# algae every where



## Danio king (Feb 25, 2011)

I knew it was only a matter of time. i have a 55 gal tank with 3.9 wpg over it. it is planted with about 13 pots of HC (baby tears), some giant hair grass, a few very small crypt sprouts and 4 marimo moss balls. everything seemed fine and i was confident the algae would hold off until my Co2 diffuser was shipped but within the past 3 days the algae has taken off! on the glass, plants, substrate, everywhere! will manually removing as much as possible and adding Co2 along with water changes clear it up? or am i doomed to deal with this horrible outbreak forever??? any advice on how to deal with crap-tons of algae would be appreciated, thanks.


----------



## Mikaila31 (Nov 29, 2009)

less light....


----------



## Mr. fish (Mar 8, 2011)

Way less light.. I think the max is 3WPG


----------



## Danio king (Feb 25, 2011)

well im running it on half that amount of light for 4 hours then adding the other so its 4 hours of 2 wpg and then 4 hours of 4 wpg. and i cant really just take away light because its one fixture. would adding more plants make a difference or is it just to much light to fix???


----------



## Mr. fish (Mar 8, 2011)

Danio king said:


> well im running it on half that amount of light for 4 hours then adding the other so its 4 hours of 2 wpg and then 4 hours of 4 wpg. and i cant really just take away light because its one fixture. would adding more plants make a difference or is it just to much light to fix???

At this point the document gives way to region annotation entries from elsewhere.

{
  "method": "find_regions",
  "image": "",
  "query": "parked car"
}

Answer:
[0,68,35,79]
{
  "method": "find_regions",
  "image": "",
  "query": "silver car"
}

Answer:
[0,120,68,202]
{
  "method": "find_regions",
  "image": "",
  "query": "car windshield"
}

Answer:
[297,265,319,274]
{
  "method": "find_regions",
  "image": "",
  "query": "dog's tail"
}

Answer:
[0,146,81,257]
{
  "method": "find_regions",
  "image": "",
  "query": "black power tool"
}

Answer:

Thats the main reason why you're getting so much algae in the first place.. Plants are based off of a balance... Everyday the same routine.. Once something is off set an algae bloom will start.. destroying everything. 3wpg I believe is all you need.. anything more is just overkill and really unnecessary. Adding more plants will do nothing.

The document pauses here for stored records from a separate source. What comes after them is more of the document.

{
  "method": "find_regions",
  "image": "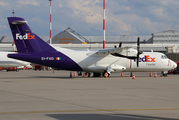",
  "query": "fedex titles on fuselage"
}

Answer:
[134,55,155,62]
[134,55,156,66]
[16,33,35,40]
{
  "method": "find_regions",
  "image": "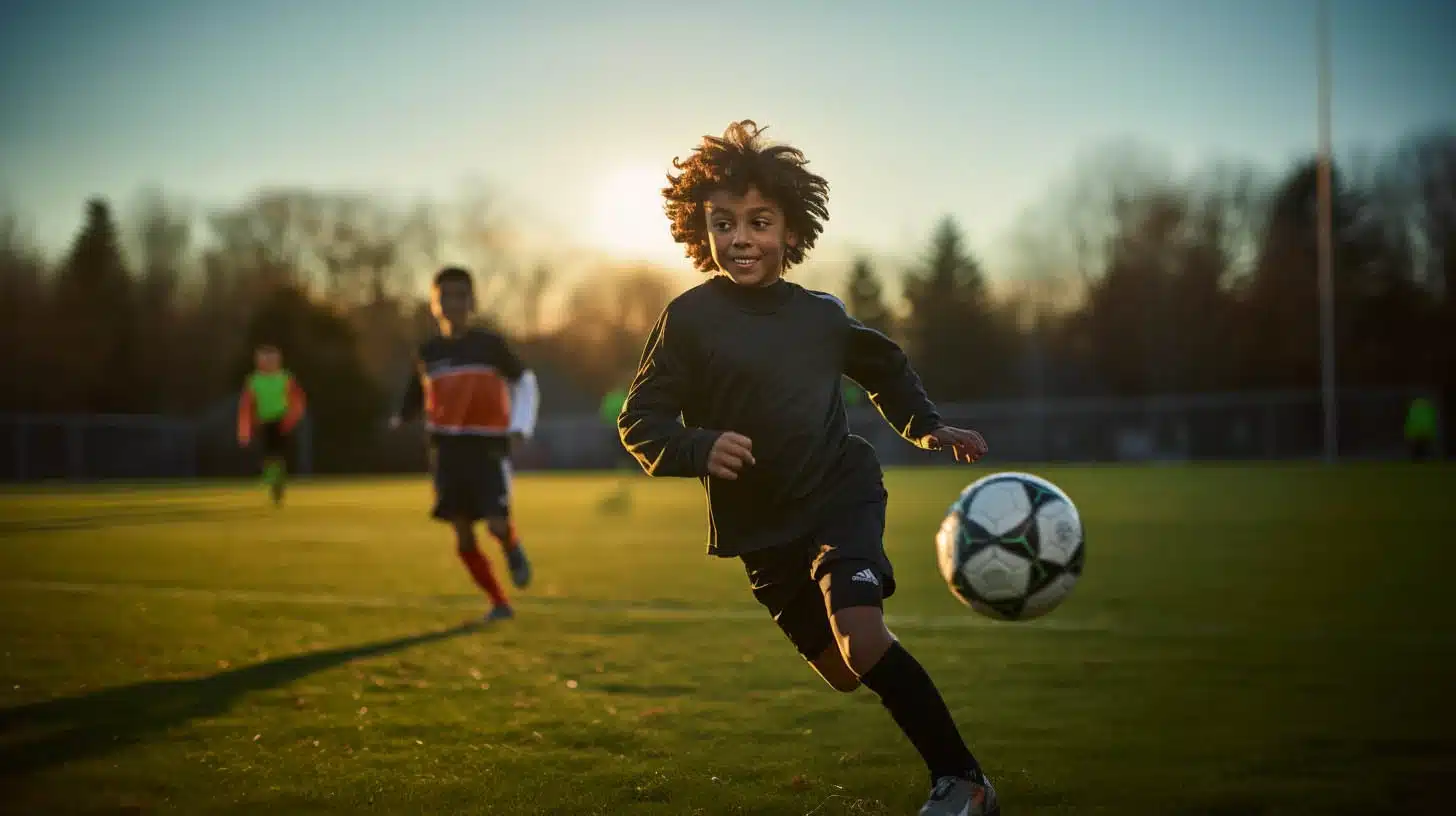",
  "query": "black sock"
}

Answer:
[859,641,980,781]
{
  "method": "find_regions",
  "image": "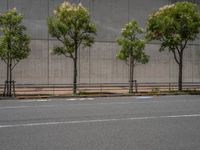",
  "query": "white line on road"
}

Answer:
[0,114,200,129]
[19,99,51,103]
[136,96,153,99]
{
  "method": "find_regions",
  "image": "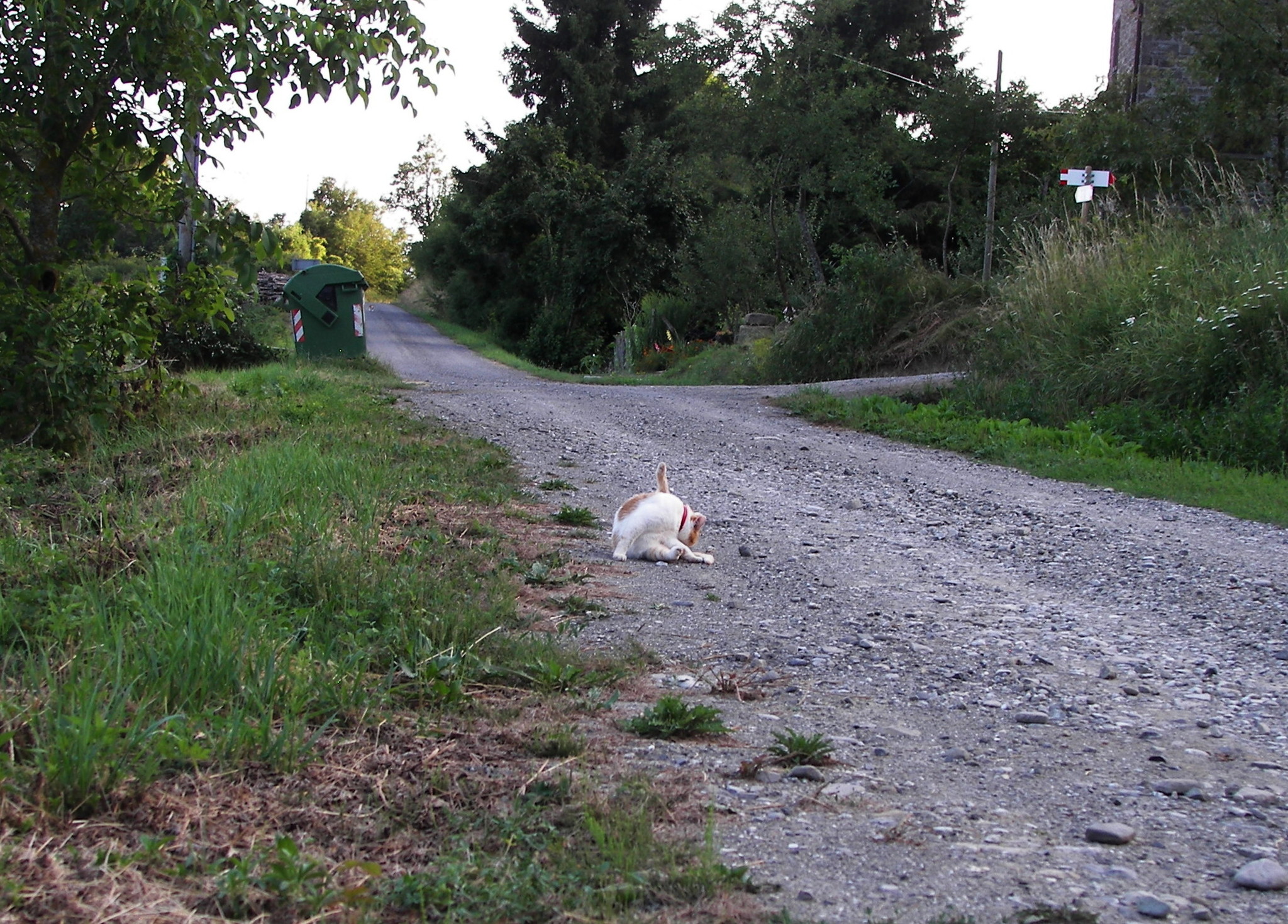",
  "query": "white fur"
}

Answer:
[613,463,715,565]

I would try running 3wpg at 8-9 hours a day...


----------



## Danio king (Feb 25, 2011)

alright il try that, i guess i can just take a bulb out of the fixture. should i scrape as much algae off as i can or just let it die off?


----------



## Mr. fish (Mar 8, 2011)

I would scrape as much as I could, throw in workforce of snails and let them do their job intill its manageable


----------



## Danio king (Feb 25, 2011)

yeah that was my plan, add some nerite snails and cherry shrimp. then about 10 otocinclus and let it run its coarse.


----------



## Corwin (May 23, 2010)

Dont get shrimp for algae eating, there isnt a species out there that is reliable as an algae eater when there is other food in the tank. However yes deffinitely look into nerite snails.


----------



## Danio king (Feb 25, 2011)

i know shrimps wont eat a lot of algae i have them in a bunch of my other tanks they do graze lightly on it though and il take any algae maintenance i can get.


----------



## Danio king (Feb 25, 2011)

i never intended to add actual fish to the tank other than the oto's and maybe a few serpae tetras anyway its mainly a shrimp tank.


----------



## Corwin (May 23, 2010)

ahh ok. Very cool, id like to see some pictures once you have the algae under control.


----------



## Mr. fish (Mar 8, 2011)

I second that...


----------



## Cichlid Man (Jan 19, 2005)

Using de-ironized water may be a quick solution to the problem if I doesn't clear up soon, as there is no nitrate or phosphate after treatment


----------



## Christine270 (Oct 13, 2010)

Otto cats are awesome for algae cleanup. They are so small that adding a large amount of them doesn't really affect your ecosystem & they do a good job. I only have a 10 gallon & I've had problems with algae build-up but I have 5 Otto's & they keep it quite clean.


----------



## girth vader (Apr 24, 2006)

First step- 72 blackout. Cover it completely with a blanket. Your fish will be fine with no food for 3 days

Second step-Lower your lighting until you set up your CO2. Once you have your CO2 up and running and your PH down below 7 you can run as much light as you want.... You control agae with CO2 and Mac and Mic nutients. I have had timers crap out and leave the lights on for days when on vacay and no algae when I got back... you will have to find the balance, may take some time and a few outbreaks but eventually you'll know how much to feed your plants. Dont dose Macs and Mics on the same day, dose each every other day and on day 7 no ferts, and a 50% H2o change. That's your reset button.....

Don't use WPG, it's old and out dated and means squat. Use PUR for lighting.

Actually, read this, it's a good intro into lighting...
http://www.americanaquariumproducts.com/Aquarium_Lighting.html

Anyone getting into plants should read that article first. Then use your lighting knowledge and read up on dosing. I have followed Tom Barr for a couple decades and he's a great resource to use. His methods are cutting edge and produce some of the most fantastic tanks I've seen. And you can have in the tanks unlike Amano who kills more fish then pictures he produces.....

Cheers mang.


----------